We need not replicate the analysis set forth at length by Judge Williams in his thorough and thoughtful opinion in Lattimer. Suffice it to say that we find ourselves entirely in agreement with the reasoning and result of Lattimer and accordingly hold that plaintiff here was correctly allowed to present evidence in support of her lost wage claim and that the award of future lost wages was not interdicted by either New Jersey or New York law. Cf. Lisi v. Parnell, 201 N.J.Super. 321 (App.Div.1985). We add only that the Legislature has since enacted N.J.S.A. 39:6A-9.1 to permit a PIP carrier “to recover the amount of payments from any tortfeasor who was not, at the time of the accident, required to maintain personal injury protection coverage, other than for pedestrians”; that provi*213sion, which parallels N.Y. Insurance Law, § 5104(b), is consonant with the Lattimer holding. Cf. Cirelli v. Ohio Cas. Ins. Co., 72 N.J. 380, 387-88 (1977).1
Defendant also urges that the trial judge “erred in qualifying Dr. Goldberg as an expert on the issue of employment and disability.” The witness’ competence to testify was a matter entrusted to the sound discretion of the trial judge. Spiegle v. Seaman, 160 N.J.Super. 471, 478 (App.Div.1978); Evid.R. 56(2). We find no reason to interfere with the judge’s exercise of discretion in this matter.
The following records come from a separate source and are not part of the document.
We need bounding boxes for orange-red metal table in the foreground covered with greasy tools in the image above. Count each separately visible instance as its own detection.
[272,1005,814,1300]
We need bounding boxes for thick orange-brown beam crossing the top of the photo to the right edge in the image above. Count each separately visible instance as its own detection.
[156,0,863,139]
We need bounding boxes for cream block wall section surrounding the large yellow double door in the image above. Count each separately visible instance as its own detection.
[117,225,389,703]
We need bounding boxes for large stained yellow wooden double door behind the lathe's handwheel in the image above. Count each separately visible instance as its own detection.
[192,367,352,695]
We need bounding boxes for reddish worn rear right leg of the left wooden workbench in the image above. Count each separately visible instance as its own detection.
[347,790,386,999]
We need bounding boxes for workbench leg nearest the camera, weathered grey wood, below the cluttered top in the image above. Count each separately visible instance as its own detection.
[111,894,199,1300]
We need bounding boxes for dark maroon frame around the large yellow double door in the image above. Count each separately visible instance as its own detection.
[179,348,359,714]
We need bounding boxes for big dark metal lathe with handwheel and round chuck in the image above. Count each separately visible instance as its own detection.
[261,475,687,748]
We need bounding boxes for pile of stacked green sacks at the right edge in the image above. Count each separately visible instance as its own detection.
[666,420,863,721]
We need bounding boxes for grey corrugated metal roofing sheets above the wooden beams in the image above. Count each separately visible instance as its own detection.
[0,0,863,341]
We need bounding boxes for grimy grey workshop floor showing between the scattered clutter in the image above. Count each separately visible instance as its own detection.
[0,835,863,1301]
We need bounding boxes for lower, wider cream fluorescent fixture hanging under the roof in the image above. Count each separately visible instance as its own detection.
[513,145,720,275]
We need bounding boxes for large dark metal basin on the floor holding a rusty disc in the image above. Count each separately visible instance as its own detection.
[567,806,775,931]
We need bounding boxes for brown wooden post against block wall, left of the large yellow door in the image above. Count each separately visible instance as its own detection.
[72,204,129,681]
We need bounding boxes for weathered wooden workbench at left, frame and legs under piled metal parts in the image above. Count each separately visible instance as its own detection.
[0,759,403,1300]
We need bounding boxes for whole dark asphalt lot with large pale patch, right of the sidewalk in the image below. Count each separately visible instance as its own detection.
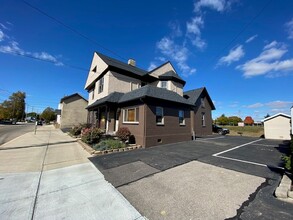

The judgment is accordingly affirmed.

 A 1984 recodification of the New York no-fault law made no substantive change in the provisions discussed in Lattimer. N.Y. Insurance Law, §§ 5102(a), 5103(e), 5104(a) and 5104(b). N.J.S.A. 39:6A-12 was itself amended by L. 1983, c. 362, but that amendment did not disturb the evidentiary prohibition except to accommodate N.J.S.A. 39:6A-9.1.